You know those videos you get sucked into on Facebook without ever meaning to? They start playing automatically and are usually a timelapse of cookies being decorated or a gourmet meal being prepared. Every now and again, you might even see a puzzle being solved or a block of wood being turned into a bowl.

Chattahoochee Woodturners

When: 6 to 9 p.m. Tuesday, Jan. 14

Where: 3738 Anglin Drive, Gainesville

How much: Free to attend, $35 to join

More info:

If you want to see that hunk of wood transform before your eyes, now is your chance. The Chattahoochee Woodturners in Gainesville are starting the year off with a demonstration of just that at their January meeting.

“Just kind of looking at numbers from month to month, January is always a healthily attended meeting, I guess because of the new year,” said Carolyn Adams, president of the club. “People are like, ‘OK, now we’ve got those holidays behind us, it’s time to do something for myself.’”

The meeting and demonstration from 7 to 9 p.m.
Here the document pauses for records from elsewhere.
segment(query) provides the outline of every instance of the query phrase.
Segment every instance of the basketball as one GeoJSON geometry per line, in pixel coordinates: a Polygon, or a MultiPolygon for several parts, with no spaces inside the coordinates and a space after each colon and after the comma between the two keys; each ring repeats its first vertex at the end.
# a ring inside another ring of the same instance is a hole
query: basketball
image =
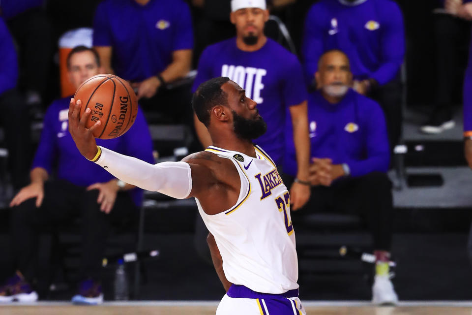
{"type": "Polygon", "coordinates": [[[93,130],[100,139],[113,139],[126,132],[138,113],[138,99],[128,82],[112,74],[98,74],[82,84],[74,98],[81,100],[80,117],[90,108],[88,128],[97,121],[101,125],[93,130]]]}

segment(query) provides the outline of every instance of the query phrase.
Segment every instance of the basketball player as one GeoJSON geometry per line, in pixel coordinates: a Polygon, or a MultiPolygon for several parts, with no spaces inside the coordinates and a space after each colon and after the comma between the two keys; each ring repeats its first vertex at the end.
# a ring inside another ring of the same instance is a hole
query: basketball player
{"type": "Polygon", "coordinates": [[[195,197],[232,284],[216,314],[304,314],[298,298],[290,195],[272,159],[252,140],[266,132],[256,102],[228,78],[212,79],[194,94],[193,106],[212,145],[180,162],[152,165],[97,146],[71,100],[69,130],[77,148],[114,176],[174,198],[195,197]]]}
{"type": "MultiPolygon", "coordinates": [[[[292,207],[296,210],[310,197],[308,180],[310,139],[307,118],[307,93],[301,65],[296,56],[264,34],[268,20],[266,0],[232,0],[230,18],[236,37],[207,47],[200,57],[193,85],[212,78],[228,77],[246,90],[258,104],[267,123],[267,132],[254,139],[281,167],[285,137],[284,126],[290,120],[298,170],[290,187],[292,207]]],[[[196,117],[195,128],[206,148],[211,144],[208,131],[196,117]]],[[[283,170],[280,168],[282,172],[283,170]]]]}

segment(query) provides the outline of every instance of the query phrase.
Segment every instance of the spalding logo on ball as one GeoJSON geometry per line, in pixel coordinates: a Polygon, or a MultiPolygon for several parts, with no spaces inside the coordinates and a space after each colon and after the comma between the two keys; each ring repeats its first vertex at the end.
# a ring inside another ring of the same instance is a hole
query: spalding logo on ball
{"type": "Polygon", "coordinates": [[[123,134],[133,125],[138,114],[138,98],[131,87],[112,74],[98,74],[88,79],[79,87],[74,98],[82,101],[81,117],[86,109],[90,109],[87,127],[101,122],[93,130],[95,138],[113,139],[123,134]]]}

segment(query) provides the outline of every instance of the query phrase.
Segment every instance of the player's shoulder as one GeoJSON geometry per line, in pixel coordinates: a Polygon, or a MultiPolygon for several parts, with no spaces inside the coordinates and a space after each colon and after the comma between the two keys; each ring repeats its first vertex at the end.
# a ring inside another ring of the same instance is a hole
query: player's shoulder
{"type": "Polygon", "coordinates": [[[281,64],[293,64],[299,63],[296,56],[271,38],[267,38],[267,48],[271,52],[270,56],[281,61],[281,64]]]}
{"type": "Polygon", "coordinates": [[[232,37],[228,39],[219,41],[214,44],[208,45],[204,50],[203,53],[212,54],[217,52],[232,49],[234,47],[236,47],[236,38],[232,37]]]}
{"type": "Polygon", "coordinates": [[[213,164],[221,164],[222,158],[212,152],[200,151],[187,156],[182,159],[182,162],[189,163],[204,164],[207,166],[213,164]]]}

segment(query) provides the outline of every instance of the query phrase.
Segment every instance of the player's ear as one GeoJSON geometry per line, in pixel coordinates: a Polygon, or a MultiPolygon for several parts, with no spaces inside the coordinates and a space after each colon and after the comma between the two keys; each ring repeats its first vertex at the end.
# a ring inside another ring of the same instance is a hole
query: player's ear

Tuesday, Jan. 14, at 3738 Anglin Drive, are open to the public. If you want to join the club, it’s just $35 per person for a year or $40 per family. Dinner is available at 6 p.m. for $5

The club welcomes all skill levels, whether you’ve turned wood before or not. It will teach you everything you need to know about the craft..

“You don't ever have to have been near a lathe to be able to start woodturning,” Adams said. “It's easy to pick up.”

Adams is a hair stylist by trade. She owns Hair Artistry in Gainesville and picked up woodturning a few years ago after her father, Ken Beasley, died. She said he was a “jack of all trades,” so on the anniversary of his death, she and her brother, Michael Beasley, wanted to do something “intentional” in his memory.

“We went up to the John C. Campbell Folk School and took a woodturning class just for the weekend,” Adams said. “Now, my brother and I still turn together. We've got three lathes now and all the tools and saws.”

That’s how it happens for a lot of people in woodturning. She said they sometimes just want to try their hand at it once, but before long, they’re fully immersed.

“The desire to give it a try is the big thing,” Adams said. “We do have people who come that go, ‘Well, I don't have my lathe yet, but my buddy down the street turned some table legs for me and I thought that was pretty cool, so I'd like to do that, too.’ And they just show up and before you know it they've got their first lathe, they're asking about tools, they're building their woodshop.”

Through the club’s monthly meetings and weekly classes, you’ll learn from experienced instructors and woodturners.

The January demonstration, put on by Frank Bowers who’s been at it since 1992, will offer a glimpse into the things you could learn and make in the new year.

“It's just a great time to get together with likeminded people,” Adams said.

The club ended 2019 with upwards of 90 members, with about 50 making it out to the monthly meetings. All ages are welcome, but those who are younger might need to be accompanied by an adult.

Adams said everyone should find something they enjoy doing. For her, it was woodturning and she hopes many others find the same in 2020. 

“We're all busy doing for other people or working jobs or whatever and occasionally, you need to do something for yourself,” Adams said. “So, instead of going to the gym I go to the woodshop.”